Rompimento – “Eu fiz parte de um projeto político que começou em 2006 e Flávio Dino veio, na ocasião, me pedir que o ajudasse a ser deputado federal. Eu achei que seria bom para a política trazer quadros novos com um perfil como o dele, e o ajudei. E ele acabou eleito governador. E eu procurei sempre ajudá-lo, com a experiência adquirida no exercício do governo por cinco anos aproximadamente. Mas, a política nada mais é que uma extraordinária arte de relacionamento humano, de muita conversa e muito diálogo visando o entendimento e até um compromisso e não encontrei isso no governo de Flávio Dino, e as conversas foram escasseando, até chegarmos a completa falta de diálogo pessoal, sem o qual não há entendimento. E tudo piorou nos últimos seis meses em que me senti várias vezes desrespeitado, até chegarmos a um ponto que levou ao rompimento político. Eu só tenho um bem que me sustenta na política: é a minha palavra. Hoje não tenho a menor possibilidade de voltar a apoiá-lo de novo. Perdi a confiança no governador.
Promessa – “Ainda no primeiro ano de governo, o governador nos convidou, com mais alguns políticos, para uma espécie de conselho político e nos ofereceu um almoço. Essa foi a primeira e última reunião desse chamado conselho. E eu, no encerramento do almoço, falei a ele do meu desejo, tantas vezes adiado, de ser candidato ao senado. Ele disse: ‘claro, ninguém merece mais que você’. E eu repetindo o próprio Flávio na conversa que teve comigo onde pediu minha ajuda para ser político, disse que para isso contava com o apoio dele a minha candidatura e ele foi muito gentil e garantiu apoio total a mim. Nessa ocasião e durante os primeiros anos do governo acreditei sim. Mas, de um ano para cá, as coisas mudaram, principalmente, nos últimos seis meses, por isso, deixei de acreditar”.
Sem Volta – “De maneira nenhuma. Não existe mais relação de confiança entre nós que permitisse isso”.
Eduardo Braide – “Não voltarei ao Grupo Sarney.

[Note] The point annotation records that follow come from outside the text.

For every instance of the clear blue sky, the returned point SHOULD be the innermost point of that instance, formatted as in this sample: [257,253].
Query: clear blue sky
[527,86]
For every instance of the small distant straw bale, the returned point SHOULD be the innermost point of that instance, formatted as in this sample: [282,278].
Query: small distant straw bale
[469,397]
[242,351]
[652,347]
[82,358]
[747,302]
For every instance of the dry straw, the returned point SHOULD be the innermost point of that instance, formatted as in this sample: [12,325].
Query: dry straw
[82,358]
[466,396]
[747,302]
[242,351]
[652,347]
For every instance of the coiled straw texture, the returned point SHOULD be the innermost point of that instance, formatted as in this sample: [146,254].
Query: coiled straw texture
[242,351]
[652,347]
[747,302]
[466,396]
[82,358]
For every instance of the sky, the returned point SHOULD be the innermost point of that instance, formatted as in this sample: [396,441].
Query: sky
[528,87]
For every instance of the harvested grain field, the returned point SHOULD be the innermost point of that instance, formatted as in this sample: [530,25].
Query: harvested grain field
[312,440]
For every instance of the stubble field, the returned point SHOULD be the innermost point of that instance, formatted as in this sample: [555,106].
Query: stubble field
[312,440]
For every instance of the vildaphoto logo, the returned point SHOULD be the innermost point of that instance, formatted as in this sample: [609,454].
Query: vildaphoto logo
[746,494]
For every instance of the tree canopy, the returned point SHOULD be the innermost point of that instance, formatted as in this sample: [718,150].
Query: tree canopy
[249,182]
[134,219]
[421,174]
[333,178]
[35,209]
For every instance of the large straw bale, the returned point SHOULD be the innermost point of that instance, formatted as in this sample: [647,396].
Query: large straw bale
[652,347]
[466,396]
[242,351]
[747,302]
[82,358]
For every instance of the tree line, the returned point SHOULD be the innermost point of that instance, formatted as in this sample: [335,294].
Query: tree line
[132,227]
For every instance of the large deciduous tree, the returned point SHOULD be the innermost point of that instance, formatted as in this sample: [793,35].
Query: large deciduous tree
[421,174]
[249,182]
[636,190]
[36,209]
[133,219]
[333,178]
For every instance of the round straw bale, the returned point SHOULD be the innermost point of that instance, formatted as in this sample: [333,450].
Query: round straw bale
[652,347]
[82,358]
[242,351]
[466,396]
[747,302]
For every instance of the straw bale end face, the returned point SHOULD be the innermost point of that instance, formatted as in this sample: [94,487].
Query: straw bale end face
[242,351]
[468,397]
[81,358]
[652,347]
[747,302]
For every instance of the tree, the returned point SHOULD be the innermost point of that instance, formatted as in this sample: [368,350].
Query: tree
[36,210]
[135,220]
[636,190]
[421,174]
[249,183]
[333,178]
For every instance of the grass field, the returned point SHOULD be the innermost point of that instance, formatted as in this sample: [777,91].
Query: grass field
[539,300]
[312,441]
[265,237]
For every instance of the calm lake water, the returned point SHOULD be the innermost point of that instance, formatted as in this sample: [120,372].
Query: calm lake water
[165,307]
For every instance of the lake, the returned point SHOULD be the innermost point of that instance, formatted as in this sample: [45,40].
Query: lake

Nessas eleições vou apoiar Eduardo Braide, para governador. Acredito muito nele, um jovem e promissor talento que desponta na política do Maranhão, com muito futuro”
Terceira Via- “Acredito na terceira via, pois temos Braide, Roberto, Maura, Ricardo, entre outros, uma realidade muito importante na política do Maranhão”
E assim fica cada vez mais claro que quem conhece de verdade Flávio Dino, não fica e nem vota no comunista.